Economy.com had this to say about the latest estimate of Q3 GDP: “U.S. GDP growth remained strong in the third quarter, although its composition was less favorable. Real GDP grew 3.2 percent, above the 3.1 percent in the second quarter but below the 3.3 percent reported last month in the third estimate from the Bureau of Economic Analysis. Consumer spending growth slowed and inventory accumulation increased, making its first meaningful contribution to growth this year. Fixed investment and trade also made positive contributions. Hurricane impacts were not quantified by the BEA. Real disposable income grew 0.5 percent after rising 2.7 percent in the second quarter. The saving rate fell to 3.3 percent, its lowest since 2007. Profits rose 4.3 percent (not annualized), after rising 0.7 percent in the prior quarter. Gross domestic income rose 2 percent after rising 2.3 percent in the second quarter. Revisions were minor.”

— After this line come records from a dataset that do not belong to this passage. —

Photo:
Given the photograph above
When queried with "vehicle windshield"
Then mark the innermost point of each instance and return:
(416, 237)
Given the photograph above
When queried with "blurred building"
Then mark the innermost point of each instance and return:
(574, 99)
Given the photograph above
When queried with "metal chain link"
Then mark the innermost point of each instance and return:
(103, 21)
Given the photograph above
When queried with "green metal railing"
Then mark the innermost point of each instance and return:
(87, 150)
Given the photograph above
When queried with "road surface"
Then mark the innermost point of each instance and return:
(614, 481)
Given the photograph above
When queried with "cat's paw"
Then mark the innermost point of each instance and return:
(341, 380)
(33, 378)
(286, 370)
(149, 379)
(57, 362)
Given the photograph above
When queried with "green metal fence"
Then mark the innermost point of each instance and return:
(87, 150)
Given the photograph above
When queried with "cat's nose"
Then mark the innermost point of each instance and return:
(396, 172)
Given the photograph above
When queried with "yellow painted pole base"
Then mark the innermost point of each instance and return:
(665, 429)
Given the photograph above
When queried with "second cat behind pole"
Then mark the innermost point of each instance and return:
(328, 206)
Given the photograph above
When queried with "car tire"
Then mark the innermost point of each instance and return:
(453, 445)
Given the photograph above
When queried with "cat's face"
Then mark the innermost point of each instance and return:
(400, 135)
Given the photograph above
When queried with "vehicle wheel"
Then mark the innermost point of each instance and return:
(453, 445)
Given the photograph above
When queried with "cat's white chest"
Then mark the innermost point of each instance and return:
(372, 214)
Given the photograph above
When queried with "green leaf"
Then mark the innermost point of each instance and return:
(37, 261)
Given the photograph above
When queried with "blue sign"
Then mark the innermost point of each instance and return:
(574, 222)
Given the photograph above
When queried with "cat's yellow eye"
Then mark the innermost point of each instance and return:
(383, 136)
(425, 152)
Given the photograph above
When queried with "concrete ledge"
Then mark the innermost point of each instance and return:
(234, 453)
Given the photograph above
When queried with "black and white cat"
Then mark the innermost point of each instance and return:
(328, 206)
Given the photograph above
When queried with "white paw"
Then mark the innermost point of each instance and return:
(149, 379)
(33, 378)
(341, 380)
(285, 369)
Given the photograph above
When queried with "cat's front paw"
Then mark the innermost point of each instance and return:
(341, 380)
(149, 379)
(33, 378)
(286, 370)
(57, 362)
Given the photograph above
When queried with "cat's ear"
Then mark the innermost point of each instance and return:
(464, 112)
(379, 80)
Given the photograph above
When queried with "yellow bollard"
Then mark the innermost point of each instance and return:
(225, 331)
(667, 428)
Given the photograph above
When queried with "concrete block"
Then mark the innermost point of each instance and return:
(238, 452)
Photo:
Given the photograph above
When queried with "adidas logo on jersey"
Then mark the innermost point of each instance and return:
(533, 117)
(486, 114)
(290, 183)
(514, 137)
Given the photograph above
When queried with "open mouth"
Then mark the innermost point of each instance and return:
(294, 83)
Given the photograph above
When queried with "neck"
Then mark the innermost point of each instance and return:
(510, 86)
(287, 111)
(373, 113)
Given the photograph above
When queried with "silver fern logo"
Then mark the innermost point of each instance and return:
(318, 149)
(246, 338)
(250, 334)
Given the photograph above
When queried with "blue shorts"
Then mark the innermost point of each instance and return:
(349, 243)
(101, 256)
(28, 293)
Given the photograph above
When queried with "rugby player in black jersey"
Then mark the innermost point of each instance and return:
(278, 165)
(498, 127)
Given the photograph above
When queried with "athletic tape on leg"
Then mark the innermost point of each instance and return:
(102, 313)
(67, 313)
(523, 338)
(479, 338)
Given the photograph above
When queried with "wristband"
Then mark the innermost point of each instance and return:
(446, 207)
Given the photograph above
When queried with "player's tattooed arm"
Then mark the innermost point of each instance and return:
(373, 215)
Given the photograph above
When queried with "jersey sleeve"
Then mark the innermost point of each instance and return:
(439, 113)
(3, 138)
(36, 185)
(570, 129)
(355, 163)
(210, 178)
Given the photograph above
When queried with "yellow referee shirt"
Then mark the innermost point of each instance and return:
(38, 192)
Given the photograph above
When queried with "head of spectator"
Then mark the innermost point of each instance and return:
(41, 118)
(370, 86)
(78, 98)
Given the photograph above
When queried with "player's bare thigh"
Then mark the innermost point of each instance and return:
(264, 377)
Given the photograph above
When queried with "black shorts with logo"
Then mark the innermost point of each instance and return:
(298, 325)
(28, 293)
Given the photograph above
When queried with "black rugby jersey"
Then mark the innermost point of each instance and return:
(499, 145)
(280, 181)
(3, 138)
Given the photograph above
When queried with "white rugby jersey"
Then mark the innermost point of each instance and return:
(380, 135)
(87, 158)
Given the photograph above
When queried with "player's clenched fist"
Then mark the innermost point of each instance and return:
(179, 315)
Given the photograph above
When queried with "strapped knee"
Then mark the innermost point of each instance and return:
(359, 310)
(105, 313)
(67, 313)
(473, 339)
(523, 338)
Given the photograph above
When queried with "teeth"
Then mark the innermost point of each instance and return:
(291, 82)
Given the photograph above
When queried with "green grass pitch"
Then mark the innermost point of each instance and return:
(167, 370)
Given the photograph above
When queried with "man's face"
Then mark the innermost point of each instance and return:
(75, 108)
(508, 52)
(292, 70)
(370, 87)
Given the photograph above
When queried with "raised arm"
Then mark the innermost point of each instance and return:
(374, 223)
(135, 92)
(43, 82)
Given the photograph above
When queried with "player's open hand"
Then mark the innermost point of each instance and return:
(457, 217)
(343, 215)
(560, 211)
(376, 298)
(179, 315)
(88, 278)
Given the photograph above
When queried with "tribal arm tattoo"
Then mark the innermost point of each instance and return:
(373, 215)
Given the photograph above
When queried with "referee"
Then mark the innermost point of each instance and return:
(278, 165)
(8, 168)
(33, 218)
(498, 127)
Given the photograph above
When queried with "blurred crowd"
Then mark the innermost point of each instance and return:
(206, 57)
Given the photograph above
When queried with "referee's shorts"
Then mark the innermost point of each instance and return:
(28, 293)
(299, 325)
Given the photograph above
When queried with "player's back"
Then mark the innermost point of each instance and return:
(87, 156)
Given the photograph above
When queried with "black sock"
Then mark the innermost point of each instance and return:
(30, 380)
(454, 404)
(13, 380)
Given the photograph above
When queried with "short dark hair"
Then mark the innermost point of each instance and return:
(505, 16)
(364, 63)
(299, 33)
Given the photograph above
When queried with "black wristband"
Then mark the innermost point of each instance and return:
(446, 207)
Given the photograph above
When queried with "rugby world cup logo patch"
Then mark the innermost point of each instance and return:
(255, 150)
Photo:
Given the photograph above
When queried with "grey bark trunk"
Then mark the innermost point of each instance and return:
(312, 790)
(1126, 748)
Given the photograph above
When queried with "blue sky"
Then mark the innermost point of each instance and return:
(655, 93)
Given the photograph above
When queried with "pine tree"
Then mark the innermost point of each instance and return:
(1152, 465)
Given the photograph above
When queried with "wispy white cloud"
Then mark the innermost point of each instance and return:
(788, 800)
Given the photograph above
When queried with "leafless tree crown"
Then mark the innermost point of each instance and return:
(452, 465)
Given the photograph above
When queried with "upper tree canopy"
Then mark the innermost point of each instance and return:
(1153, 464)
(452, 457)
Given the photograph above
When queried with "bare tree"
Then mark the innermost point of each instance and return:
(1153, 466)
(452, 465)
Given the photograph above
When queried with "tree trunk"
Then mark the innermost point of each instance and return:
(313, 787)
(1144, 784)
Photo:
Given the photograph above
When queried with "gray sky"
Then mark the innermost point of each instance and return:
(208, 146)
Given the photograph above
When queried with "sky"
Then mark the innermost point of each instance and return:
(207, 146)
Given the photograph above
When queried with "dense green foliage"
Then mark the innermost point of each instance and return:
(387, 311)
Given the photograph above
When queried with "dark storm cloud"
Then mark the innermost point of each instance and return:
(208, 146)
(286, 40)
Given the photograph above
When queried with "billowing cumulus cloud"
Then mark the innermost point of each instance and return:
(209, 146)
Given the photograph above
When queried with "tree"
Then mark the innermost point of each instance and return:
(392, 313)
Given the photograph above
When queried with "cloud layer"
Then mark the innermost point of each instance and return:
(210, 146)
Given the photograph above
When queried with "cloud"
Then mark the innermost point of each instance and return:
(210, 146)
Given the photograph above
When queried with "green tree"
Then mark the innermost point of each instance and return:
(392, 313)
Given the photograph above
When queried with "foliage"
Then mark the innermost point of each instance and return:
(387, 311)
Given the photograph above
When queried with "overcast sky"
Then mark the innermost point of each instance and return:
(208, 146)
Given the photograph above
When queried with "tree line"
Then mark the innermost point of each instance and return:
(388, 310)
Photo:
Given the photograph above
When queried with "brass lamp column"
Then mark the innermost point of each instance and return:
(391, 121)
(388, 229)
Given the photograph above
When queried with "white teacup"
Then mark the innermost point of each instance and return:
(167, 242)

The final headline report of GDP growth in Q3 came in at 3.16 percent, up slightly from 3.03 percent in the third estimate of growth in Q2. GDP is measured and reported in chained 2009 dollars, and on an annualized basis in the third quarter was $17.164 trillion. The growth calculation is misleading because it takes the quarter-over-quarter change and multiplies by four to get an annualized rate. This makes the high quarters higher and the low quarters lower. Figure 1 clearly shows this effect. The blue line is the trailing 12- months’ growth and the white line is the headline quarterly result. On a trailing 12-month basis, GDP was up by 2.30 percent in Q3, which was close to the 2.14 percent average in 31 quarters since Q1 2010. Therefore, we conclude that the current growth of U.S. GDP is in line with its average for the last seven years.
Figure 2 shows the headline quarterly results since 1990 and the July Congressional Budget Office forecast through 2022. The IMF forecasts global and national economic growth each April and October. In their October update, the forecast of U.S. economic growth was revised down for each year through 2022. Growth in 2017 was revised down from 2.31 percent in the April estimate to 2.18 percent, and down from 2.52 percent to 2.34 percent in 2018.
Figure 3 shows the change in the six major subcomponents of GDP in Q3 2017. Normally, personal consumption is the dominant growth driver, and this continued to be the case in the third quarter. Personal consumption includes goods and services, the goods portion of which includes both durable and non-durables.
The contribution of inventories increased from negative 1.46 percent in Q1 to positive 0.79 percent in Q3. Rising inventories are entered as a positive in the GDP calculation. Note that in the definitions at the end of this piece, inventories are not mentioned. Over the long run, inventory changes are a wash and simply move growth from one period to another. The contribution of personal consumption declined from 2.24 percent in Q2 to 1.49 percent in Q3. Net exports have made a positive contribution in five of the last six quarters, influenced by the decline in the value of the dollar that continued through early September. The contribution of government expenditures has been almost zero in the last six quarters.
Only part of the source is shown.